Here at Spring we use a motivation exercise called think/feel/do. As in, what does the target audience think? And how can we impact that thinking? What do they feel? And can we have a hand in that? And finally, what will they do? And can we get them to do something? And what is that? Think. Feel. Do.

We’ll start with an insight on our premium baby food target audience and go from there.

Insight: “First Born” is an important concept. It is the point when parents care the most about getting it right. It’s when they take the most photos, install the best car seat with the most care and put the most effort into parenting. I can tell you as a three-time parent, it’s pretty much downhill from there.

So? Anyone who pays a premium price for baby food is probably a first time parent. Yes I know, there will be second and third time parents etc. remember your marketing 101, secondary target audiences are superfluous to focus.

Think/Feel/Do

Note: Please forgive the attempts at a comedic tone here; case studies can be a little tedious without it.

Think: “We must have the very best quality, safest and most nutritious baby food in the world for the very best baby we’ve ever had.”

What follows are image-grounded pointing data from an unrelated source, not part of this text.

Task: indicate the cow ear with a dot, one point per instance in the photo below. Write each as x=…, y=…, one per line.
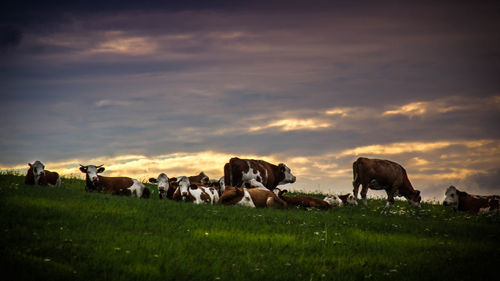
x=282, y=167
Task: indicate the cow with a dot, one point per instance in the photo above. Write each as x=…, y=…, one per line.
x=463, y=201
x=302, y=201
x=189, y=192
x=256, y=173
x=198, y=179
x=348, y=199
x=37, y=175
x=166, y=186
x=113, y=185
x=251, y=197
x=217, y=184
x=383, y=174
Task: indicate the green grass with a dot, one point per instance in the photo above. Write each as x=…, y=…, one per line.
x=68, y=234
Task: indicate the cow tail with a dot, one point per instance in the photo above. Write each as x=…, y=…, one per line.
x=228, y=176
x=355, y=172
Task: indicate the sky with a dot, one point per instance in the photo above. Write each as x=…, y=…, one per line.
x=182, y=86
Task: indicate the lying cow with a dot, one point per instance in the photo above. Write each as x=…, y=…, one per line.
x=302, y=201
x=217, y=184
x=197, y=194
x=383, y=174
x=251, y=197
x=463, y=201
x=256, y=173
x=166, y=186
x=37, y=175
x=113, y=185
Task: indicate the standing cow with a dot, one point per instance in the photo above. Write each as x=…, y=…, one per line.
x=464, y=201
x=383, y=174
x=256, y=173
x=37, y=175
x=113, y=185
x=198, y=194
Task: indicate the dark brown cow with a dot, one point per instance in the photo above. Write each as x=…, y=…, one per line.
x=256, y=173
x=251, y=197
x=464, y=201
x=383, y=174
x=113, y=185
x=37, y=175
x=302, y=201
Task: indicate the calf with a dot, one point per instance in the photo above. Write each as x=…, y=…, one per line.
x=257, y=173
x=37, y=175
x=166, y=186
x=251, y=197
x=113, y=185
x=197, y=194
x=302, y=201
x=383, y=174
x=463, y=201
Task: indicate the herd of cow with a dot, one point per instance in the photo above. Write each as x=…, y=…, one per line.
x=254, y=183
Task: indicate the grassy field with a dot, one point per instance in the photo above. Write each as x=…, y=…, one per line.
x=68, y=234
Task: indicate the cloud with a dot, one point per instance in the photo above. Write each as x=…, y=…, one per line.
x=440, y=106
x=294, y=125
x=408, y=147
x=103, y=103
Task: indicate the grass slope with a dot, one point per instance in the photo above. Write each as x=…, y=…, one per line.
x=66, y=233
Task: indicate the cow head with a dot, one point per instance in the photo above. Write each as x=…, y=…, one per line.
x=184, y=187
x=414, y=199
x=451, y=197
x=163, y=184
x=286, y=174
x=91, y=172
x=333, y=200
x=38, y=170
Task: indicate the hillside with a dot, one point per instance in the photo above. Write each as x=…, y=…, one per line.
x=68, y=234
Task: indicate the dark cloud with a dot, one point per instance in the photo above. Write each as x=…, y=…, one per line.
x=10, y=37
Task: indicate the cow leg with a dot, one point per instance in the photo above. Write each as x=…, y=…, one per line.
x=390, y=196
x=364, y=191
x=355, y=184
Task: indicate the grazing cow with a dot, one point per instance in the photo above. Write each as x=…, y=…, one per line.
x=113, y=185
x=302, y=201
x=463, y=201
x=197, y=194
x=256, y=173
x=166, y=186
x=37, y=175
x=383, y=174
x=251, y=197
x=198, y=179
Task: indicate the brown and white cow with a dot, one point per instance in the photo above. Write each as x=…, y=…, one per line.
x=113, y=185
x=251, y=197
x=383, y=174
x=464, y=201
x=198, y=194
x=256, y=173
x=37, y=175
x=166, y=185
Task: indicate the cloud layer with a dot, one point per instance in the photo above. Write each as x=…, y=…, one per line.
x=179, y=88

Feel: “We used to be cool. We were a couple. We hung out in cool places, we were individuals! And we just fell in love with this beautiful little person. But please, don’t bury us in a minivan. Yet.”

Do: “Let’s buy baby food and stuff that reflects our newly discovered two-is-now-three-ness.”

Now let’s go back to the beige paint. Don’t want beige? Get your brave pants on.

Too many brands drop dead. Actually they were born that way. They weren’t different enough, they didn’t stand out. Nobody took a chance, nobody got into an argument. They were conceived in a committee and gestated in a focus group.

Taking the Undull Route.

We decided to call the baby food something kind of out-there and controversial. At the same time it had to be descriptive. We went back to our imagined parents, two individuals on a new frontier of love and fear.

We dealt with love by creating a brand that was loving. We dealt with fear by making it a clean and trustworthy package and design that projected purity, nutrition and confidence. And we found a name that felt iconoclastic and strangely, controversial. And individualistic. We wanted our audience to feel like they were doing something cool when they picked the package up off the shelf. We wanted them feel like they’d want to show it off in their pantry.

Love Child. Like the song about illegitimate children. It scared the hell out of us. But it was perfect.

Thank God for John and Leah. Two people who had risked everything to start up a baby food company that they could believe in with their whole hearts. The name scared them too. And they knew that if they wanted to break though the massive barriers from packaged-good idea to packaged-good on shelf, they needed something of a wrecking ball. It worked. Big time. Walmart North America big time.

Last week the Vancouver Sun reported that Love Child went on Dragon’s Den and won the largest investment in the show’s history. Congratulations to John and Leah. They are bound for brand and business glory. Because they knew to be afraid of what isn’t scary.